What's Wrong with Outreach?
 

Saturday, April 28, 2007

The Ghettoization of American Evangelicalism

Just adding collapsible post functionality and a pull quote. No new content. First line is a pull quote.
We've identified the gospel with a political and social perspective that few people can identify with who haven't been raised in it. Scot McKnight passes on a letter he's received in his most recent Letters to Emerging Christians segment. The complaint of the letter-writer essentially involves the fact that being an "evangelical" has become too identified with a particular brand of conservative American politics. A few quotes:
  • Conservative Christians [frequently] conflate Christianity with American patriotism and/or the Republican party. One commentator says Jim Wallis can’t call himself an Evangelical because he’s a “left- leaning socialist” who made a speech on the Democrats’ weekly radio address!
  • Dobson & company, attacking a member of the NAE for daring to suggest that global warming might actually be a problem.
  • I read the quote from D. James Kennedy, a pastor and seminary leader in Florida: “The publication and promulgation of the 1599 Geneva Bible will help restore America’s rich Christian heritage and reclaim the culture for Christ.” What!? A 1599 Bible which, incidentally, comes with a middle-English glossary to help you understand what the heck they were saying, is the answer that will reclaim the culture for Christ???
Now, I've long been conservative in terms of my politics, although I am beginning to wonder... But regardless of one's political stripe, it should be deeply troubling that the Christian faith is so identified with a particular political position, especially on issues regarding which the Bible either doesn't speak or quite arguably speaks in the opposite direction. It should be disturbing that the mandate of the Church seems not to be to make disciples of all nations, but rather to "restore America’s rich Christian heritage."

And then I read Dan Kimball's excellent post, "Hope, depression, hope." He cites a sociologist and student of church growth and leadership:
He shared that the reason church statistics regarding attendance may be staying around the same level is because those in the churches are living longer. There are now a ton of old churches with elderly folks living longer which keeps that statistic up. He also shared how the already Christians in churches who have babies also keeps the percentage leveled out.

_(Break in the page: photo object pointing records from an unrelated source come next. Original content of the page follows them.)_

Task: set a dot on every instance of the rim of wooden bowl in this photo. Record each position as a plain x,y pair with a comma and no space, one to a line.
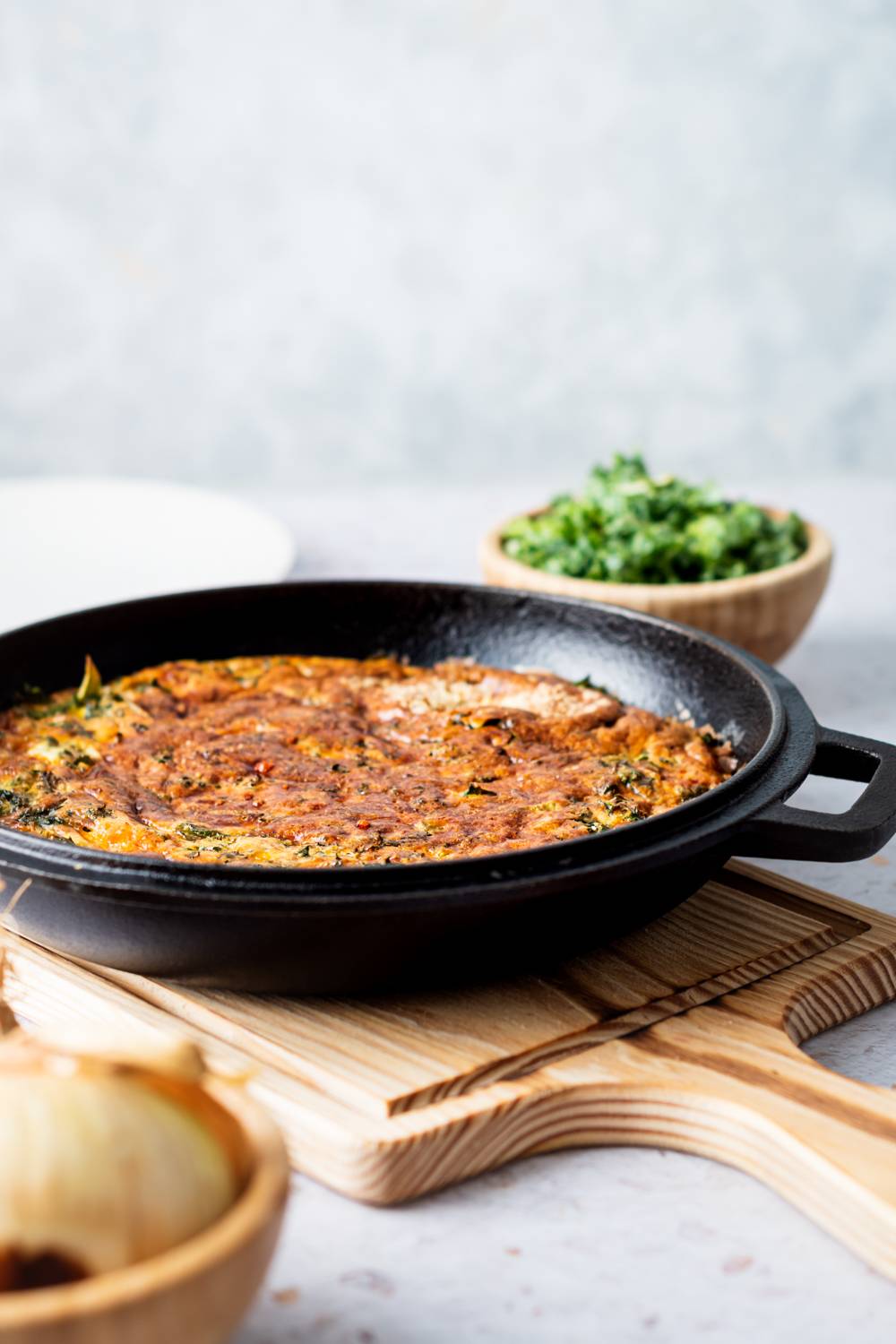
260,1201
817,554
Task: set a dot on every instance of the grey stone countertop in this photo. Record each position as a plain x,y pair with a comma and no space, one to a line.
611,1244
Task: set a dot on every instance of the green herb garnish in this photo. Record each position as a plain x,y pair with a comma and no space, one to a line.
194,832
90,683
627,527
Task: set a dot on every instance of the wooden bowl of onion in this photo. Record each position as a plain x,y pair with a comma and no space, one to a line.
140,1199
750,574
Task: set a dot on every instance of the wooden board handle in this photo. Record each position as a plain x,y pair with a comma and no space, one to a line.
721,1085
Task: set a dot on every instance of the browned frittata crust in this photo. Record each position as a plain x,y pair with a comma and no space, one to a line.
319,762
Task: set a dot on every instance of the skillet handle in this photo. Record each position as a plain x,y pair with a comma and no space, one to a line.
785,832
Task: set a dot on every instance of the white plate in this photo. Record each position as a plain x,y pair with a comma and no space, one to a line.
75,542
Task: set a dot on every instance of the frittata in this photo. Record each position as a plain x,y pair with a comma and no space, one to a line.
322,761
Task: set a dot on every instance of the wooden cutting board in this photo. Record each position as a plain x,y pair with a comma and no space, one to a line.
681,1035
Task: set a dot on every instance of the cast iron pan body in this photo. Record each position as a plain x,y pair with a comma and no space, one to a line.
352,929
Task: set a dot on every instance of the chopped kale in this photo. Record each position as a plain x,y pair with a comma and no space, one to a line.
629,527
194,832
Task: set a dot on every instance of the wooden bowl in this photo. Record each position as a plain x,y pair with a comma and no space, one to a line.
764,613
195,1293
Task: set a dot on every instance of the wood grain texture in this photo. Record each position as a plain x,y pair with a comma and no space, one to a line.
683,1035
764,613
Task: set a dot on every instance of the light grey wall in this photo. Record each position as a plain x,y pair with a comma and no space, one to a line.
271,241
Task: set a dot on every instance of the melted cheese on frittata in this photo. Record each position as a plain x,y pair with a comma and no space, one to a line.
319,762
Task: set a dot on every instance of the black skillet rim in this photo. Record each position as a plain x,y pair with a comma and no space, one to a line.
156,879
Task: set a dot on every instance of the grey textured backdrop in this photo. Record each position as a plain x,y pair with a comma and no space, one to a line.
273,242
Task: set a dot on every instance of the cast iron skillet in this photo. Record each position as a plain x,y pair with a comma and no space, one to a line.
351,929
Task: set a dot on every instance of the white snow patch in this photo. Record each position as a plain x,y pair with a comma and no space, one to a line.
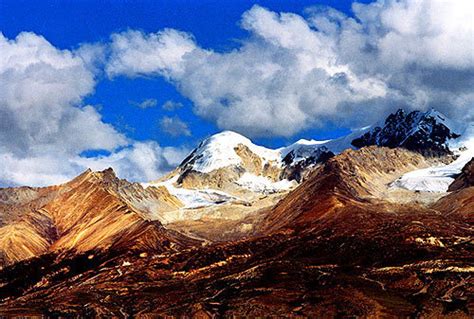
218,151
438,179
194,198
262,184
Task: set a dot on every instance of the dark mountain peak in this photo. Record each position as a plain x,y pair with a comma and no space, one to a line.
425,132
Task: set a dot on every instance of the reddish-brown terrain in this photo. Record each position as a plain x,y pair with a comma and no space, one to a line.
338,246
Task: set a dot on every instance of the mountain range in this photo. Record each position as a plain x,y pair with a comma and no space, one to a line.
376,224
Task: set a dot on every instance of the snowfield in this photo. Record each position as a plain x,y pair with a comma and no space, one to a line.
438,179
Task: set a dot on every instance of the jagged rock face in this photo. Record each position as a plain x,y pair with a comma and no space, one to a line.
298,161
465,179
96,210
339,250
427,133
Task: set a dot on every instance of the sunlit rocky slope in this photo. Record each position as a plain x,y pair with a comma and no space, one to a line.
315,229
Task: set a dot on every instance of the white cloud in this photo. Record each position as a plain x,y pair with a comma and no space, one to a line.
44,126
145,104
142,161
293,73
172,105
174,126
135,53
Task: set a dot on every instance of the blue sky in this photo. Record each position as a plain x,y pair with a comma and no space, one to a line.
214,24
83,83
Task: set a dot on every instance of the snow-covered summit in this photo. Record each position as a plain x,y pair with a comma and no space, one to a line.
219,151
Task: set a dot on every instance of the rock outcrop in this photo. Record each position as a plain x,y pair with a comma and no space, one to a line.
465,179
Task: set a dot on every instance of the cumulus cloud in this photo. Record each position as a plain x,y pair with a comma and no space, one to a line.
174,126
142,161
135,53
172,105
145,104
296,72
44,126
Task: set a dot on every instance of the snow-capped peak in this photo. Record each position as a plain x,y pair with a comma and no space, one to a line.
219,151
426,132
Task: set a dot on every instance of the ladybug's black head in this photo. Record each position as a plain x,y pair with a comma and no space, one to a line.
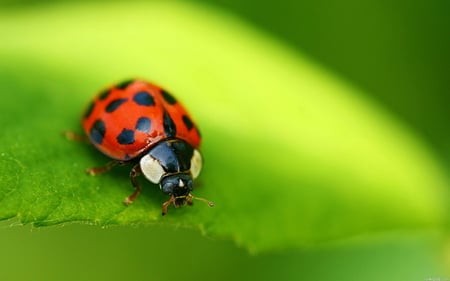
179,187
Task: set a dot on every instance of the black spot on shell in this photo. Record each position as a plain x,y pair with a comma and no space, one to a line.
188,122
113,105
168,97
143,124
170,129
89,110
144,98
126,137
124,84
97,131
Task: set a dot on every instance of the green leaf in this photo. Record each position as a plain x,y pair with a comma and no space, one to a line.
294,155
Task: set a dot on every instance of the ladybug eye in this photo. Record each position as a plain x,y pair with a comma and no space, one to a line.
151,168
196,164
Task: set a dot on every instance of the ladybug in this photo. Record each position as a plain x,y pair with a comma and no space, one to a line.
139,123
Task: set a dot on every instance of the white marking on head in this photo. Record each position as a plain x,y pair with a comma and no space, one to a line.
151,169
196,164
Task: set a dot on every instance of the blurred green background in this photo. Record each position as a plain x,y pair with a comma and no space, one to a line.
398,52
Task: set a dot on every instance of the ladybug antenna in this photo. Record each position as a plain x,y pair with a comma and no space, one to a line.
211,204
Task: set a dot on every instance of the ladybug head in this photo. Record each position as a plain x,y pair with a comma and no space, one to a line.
179,187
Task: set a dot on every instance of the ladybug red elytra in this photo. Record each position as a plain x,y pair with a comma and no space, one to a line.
139,123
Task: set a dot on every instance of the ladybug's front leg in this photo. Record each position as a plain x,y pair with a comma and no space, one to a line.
136,171
106,168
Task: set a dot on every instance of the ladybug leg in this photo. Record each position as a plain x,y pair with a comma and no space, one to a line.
100,170
73,136
136,171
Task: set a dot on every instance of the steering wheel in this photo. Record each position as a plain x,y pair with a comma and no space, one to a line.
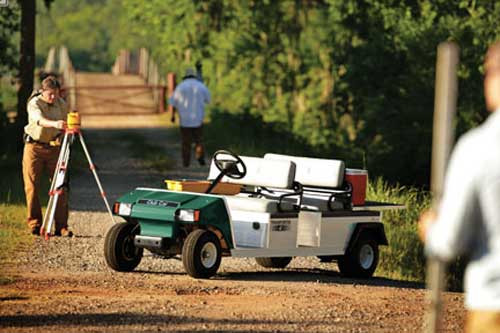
229,167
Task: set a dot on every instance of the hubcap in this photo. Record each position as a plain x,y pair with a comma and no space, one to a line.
208,255
366,256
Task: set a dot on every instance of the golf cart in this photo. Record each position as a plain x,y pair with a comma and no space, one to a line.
272,208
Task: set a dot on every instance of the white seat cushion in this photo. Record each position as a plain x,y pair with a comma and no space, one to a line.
314,171
236,202
260,172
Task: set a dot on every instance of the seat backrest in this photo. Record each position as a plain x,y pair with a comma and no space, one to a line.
260,172
317,172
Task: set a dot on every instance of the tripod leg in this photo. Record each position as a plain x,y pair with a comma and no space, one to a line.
56,186
92,167
62,154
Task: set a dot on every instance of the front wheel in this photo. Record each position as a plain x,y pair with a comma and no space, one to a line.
273,262
361,261
201,254
119,250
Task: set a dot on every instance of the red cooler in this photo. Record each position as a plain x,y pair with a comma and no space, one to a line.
358,179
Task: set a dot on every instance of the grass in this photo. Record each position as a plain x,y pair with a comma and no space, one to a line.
14,234
150,156
404,257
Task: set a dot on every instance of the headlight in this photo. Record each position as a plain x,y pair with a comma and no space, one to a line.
122,209
188,215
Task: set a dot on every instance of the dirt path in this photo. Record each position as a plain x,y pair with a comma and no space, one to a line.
64,284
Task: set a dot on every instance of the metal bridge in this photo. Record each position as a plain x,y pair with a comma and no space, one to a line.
132,88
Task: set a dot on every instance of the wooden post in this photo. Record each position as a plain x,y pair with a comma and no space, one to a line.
442,140
170,89
27,59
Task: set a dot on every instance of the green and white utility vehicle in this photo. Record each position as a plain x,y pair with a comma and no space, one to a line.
288,206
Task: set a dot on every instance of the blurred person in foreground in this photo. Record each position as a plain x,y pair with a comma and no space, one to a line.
468,219
47,113
190,98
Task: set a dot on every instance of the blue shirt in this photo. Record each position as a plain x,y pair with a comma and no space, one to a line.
189,98
469,215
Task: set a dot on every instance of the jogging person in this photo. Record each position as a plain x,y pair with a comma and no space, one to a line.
190,98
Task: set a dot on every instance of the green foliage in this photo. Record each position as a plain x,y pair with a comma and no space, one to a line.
403,258
9,27
250,135
93,31
354,79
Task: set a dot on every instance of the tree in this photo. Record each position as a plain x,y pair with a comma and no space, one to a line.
26,59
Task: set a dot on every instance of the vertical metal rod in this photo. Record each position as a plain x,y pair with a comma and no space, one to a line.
52,204
92,168
444,112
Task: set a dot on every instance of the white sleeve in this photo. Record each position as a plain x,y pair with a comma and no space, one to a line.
450,235
34,112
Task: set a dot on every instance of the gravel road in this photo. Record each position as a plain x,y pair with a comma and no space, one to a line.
64,285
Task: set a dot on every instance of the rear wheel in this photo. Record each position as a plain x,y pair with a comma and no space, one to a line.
201,254
273,262
119,250
361,261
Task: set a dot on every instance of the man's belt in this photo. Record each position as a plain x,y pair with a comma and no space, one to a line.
28,139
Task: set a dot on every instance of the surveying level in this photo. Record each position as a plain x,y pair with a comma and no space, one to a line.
59,179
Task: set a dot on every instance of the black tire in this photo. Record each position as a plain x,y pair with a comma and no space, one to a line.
119,250
201,254
273,262
361,261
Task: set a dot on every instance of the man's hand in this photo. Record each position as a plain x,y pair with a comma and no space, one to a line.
426,219
60,124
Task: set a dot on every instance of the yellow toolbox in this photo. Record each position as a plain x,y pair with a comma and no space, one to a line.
200,186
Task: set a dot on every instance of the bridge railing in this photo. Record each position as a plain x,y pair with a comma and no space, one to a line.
140,63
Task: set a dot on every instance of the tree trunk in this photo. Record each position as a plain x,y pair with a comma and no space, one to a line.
27,59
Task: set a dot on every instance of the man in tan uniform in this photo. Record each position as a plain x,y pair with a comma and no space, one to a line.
47,112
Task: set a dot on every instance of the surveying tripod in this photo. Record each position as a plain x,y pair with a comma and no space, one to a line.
57,186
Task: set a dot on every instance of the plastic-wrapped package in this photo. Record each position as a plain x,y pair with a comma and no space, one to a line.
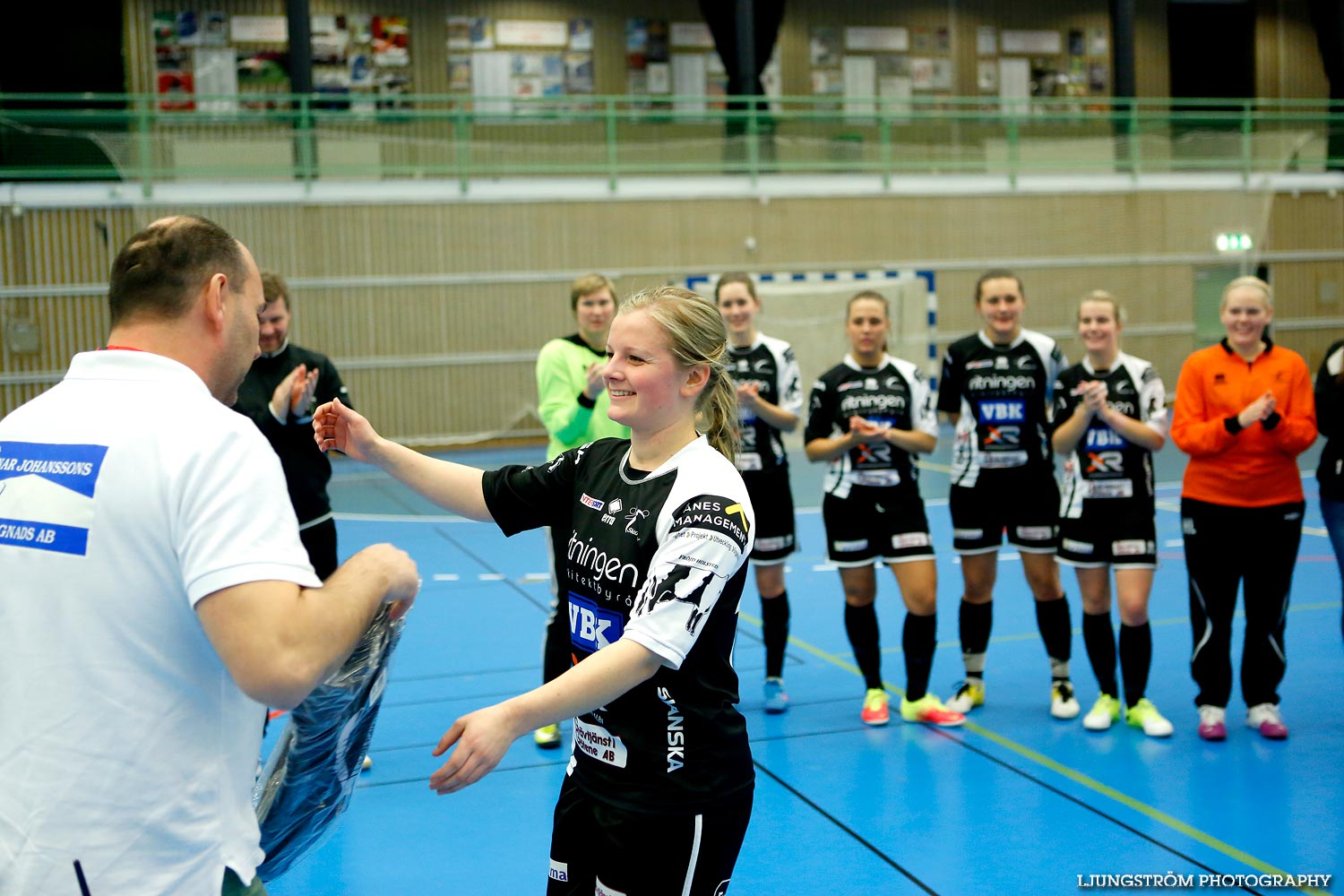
311,774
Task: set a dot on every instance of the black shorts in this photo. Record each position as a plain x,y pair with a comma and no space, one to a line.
773,504
875,522
597,848
1024,504
1110,532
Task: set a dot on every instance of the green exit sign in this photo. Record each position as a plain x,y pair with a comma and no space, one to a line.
1233,242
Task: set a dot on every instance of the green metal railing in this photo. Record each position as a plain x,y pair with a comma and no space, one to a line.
465,139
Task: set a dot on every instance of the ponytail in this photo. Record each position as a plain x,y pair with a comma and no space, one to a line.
718,413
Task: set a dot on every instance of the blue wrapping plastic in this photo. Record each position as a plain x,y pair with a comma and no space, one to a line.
311,774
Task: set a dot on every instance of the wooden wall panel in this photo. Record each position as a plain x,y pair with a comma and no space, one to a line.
1288,59
448,304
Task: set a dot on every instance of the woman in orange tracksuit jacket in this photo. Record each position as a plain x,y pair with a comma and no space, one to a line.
1244,413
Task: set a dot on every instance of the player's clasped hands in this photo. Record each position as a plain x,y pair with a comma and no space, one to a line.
1258,410
295,392
1094,395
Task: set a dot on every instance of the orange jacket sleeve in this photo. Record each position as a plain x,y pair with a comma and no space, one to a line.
1296,429
1196,429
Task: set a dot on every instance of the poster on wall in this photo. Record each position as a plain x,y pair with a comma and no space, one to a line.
331,40
1046,43
258,30
578,72
392,42
921,73
691,35
659,78
986,75
215,74
824,47
483,34
581,35
460,73
1097,78
177,86
459,32
876,39
636,56
986,40
715,81
688,80
941,74
860,75
518,32
491,78
553,74
263,69
214,30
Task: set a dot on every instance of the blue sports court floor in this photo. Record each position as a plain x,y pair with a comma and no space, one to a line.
1013,802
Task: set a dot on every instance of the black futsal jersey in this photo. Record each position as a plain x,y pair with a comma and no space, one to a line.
1105,466
1003,395
769,363
660,559
892,394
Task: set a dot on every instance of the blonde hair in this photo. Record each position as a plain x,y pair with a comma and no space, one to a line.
1255,282
696,335
1102,296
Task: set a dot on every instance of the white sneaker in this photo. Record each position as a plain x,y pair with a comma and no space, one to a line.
1212,723
1265,719
1064,704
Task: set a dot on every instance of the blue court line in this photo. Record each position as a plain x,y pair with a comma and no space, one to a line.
847,829
1080,778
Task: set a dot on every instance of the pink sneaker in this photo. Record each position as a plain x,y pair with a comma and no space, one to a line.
1212,723
1265,718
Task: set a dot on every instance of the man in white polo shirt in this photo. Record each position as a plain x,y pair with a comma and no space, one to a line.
156,592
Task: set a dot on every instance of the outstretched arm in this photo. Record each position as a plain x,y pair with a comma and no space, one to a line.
453,487
484,737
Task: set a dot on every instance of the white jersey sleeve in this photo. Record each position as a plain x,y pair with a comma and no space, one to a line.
790,379
1152,394
704,538
924,416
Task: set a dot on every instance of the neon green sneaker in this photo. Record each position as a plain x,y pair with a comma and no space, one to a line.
1144,715
929,710
969,694
875,708
1104,712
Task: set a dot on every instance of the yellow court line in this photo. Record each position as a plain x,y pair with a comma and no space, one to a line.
1077,777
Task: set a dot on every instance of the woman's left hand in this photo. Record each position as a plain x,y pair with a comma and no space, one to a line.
481,737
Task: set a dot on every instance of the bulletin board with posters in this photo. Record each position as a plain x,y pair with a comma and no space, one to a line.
359,61
857,64
1074,62
698,77
519,58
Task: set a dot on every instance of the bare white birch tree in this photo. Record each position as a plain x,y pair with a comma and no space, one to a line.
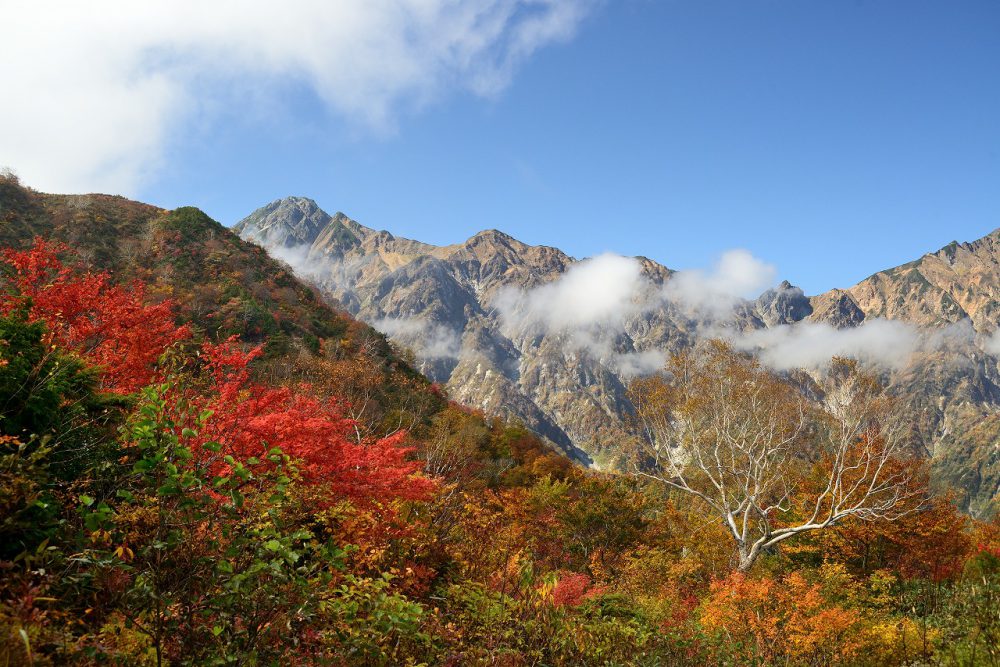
768,462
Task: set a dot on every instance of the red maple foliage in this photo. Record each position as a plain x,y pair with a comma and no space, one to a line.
108,325
249,418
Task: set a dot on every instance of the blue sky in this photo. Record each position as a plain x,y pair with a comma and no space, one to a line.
831,139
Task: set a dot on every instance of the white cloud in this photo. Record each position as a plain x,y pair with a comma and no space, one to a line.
632,364
428,340
95,90
737,275
991,343
601,291
885,343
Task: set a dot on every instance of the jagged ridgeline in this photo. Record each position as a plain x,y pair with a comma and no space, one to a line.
224,286
462,309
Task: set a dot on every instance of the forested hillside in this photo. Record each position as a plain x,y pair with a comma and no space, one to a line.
530,333
202,462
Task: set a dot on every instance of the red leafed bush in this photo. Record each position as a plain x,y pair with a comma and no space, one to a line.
250,418
109,325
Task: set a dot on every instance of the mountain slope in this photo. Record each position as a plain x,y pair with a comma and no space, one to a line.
224,286
446,303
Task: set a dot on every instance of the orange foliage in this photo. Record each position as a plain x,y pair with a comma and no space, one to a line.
781,620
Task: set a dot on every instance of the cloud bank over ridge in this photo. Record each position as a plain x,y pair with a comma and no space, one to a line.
101,87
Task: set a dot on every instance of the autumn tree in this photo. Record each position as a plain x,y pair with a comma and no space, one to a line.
766,461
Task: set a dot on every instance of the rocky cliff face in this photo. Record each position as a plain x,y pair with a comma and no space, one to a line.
452,306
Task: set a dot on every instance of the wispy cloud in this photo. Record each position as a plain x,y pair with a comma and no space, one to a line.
100,88
736,275
428,340
812,344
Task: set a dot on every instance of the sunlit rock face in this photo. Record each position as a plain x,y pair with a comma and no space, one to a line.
479,318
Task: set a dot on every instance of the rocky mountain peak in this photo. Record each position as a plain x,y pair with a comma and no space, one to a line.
784,304
287,222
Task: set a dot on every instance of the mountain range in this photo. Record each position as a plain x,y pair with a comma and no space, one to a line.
532,334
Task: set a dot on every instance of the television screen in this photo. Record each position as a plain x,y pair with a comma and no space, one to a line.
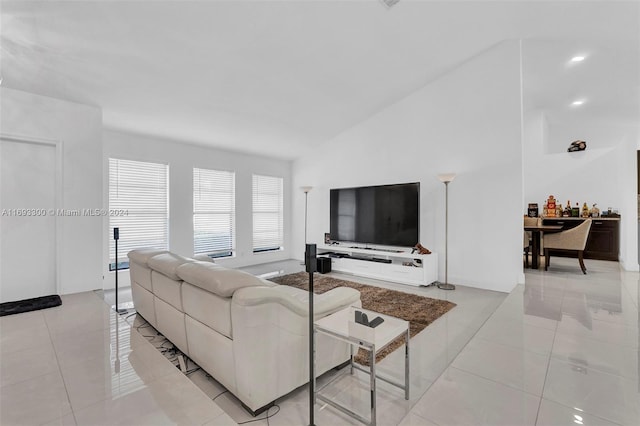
384,215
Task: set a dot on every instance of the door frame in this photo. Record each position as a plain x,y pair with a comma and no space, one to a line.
59,153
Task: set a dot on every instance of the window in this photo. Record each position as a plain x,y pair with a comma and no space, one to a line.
139,192
214,213
268,214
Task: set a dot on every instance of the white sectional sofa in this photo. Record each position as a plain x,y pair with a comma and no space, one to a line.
249,334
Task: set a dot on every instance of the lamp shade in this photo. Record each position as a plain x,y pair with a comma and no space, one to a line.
446,177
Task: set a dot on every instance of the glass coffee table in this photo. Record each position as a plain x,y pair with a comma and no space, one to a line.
342,326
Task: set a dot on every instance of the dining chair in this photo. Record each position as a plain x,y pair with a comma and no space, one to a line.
527,242
571,240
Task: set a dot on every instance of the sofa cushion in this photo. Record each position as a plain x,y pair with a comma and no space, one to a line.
167,263
216,279
208,308
142,256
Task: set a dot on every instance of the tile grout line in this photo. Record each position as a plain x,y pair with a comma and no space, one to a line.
546,374
64,382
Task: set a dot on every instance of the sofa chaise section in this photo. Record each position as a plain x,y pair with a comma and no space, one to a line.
249,334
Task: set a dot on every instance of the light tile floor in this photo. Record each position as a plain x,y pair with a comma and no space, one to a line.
560,350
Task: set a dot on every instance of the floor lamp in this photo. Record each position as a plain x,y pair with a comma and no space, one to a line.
446,178
306,190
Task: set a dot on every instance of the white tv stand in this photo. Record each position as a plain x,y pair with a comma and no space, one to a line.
357,262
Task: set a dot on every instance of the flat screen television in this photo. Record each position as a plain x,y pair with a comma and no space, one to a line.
385,215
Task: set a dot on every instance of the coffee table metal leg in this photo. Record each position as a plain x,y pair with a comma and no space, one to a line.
351,357
372,357
406,365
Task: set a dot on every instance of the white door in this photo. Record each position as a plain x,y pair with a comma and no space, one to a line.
27,227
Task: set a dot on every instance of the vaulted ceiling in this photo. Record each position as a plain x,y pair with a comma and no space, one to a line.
278,78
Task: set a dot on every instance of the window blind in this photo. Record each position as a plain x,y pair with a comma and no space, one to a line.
214,212
140,191
268,216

What isn't happening however, is the growth of the church from people outside the church coming in. We aren't keeping up on the population growth at large. I was reading that the church has leveled out in attendance over the past 15 years but at the same time our national population has grown by around 50 million people. So we can celebrate that churches are remaining relatively the same attendance-wise, but now there are more than 50 million people who aren't part of the church.
I don't think it's a great leap of logic to see these two issues as being related. We've identified the gospel with a political and social perspective that few people can identify with who haven't been raised in it. We've essentially said, "You can't join our club unless you're willing to subscribe to all twenty-six points of our worldview." And then we wonder why our churches stagnate, growing, if at all, through transfers from other churches. We are relevant only to one another. Welcome to the Christian ghetto.

Can't we see the wisdom of the Apostle Paul, who "resolved to know nothing while I was with you except Jesus Christ and him crucified" (1 Cor. 2:2)? Paul wasn't a "culture warrior" in the modern sense. His aim was not to "take a stand" and then have his already-convinced buddies pat him on the back for not backing down. His aim was to reach as many people as possible with the gospel of Jesus Christ. Period.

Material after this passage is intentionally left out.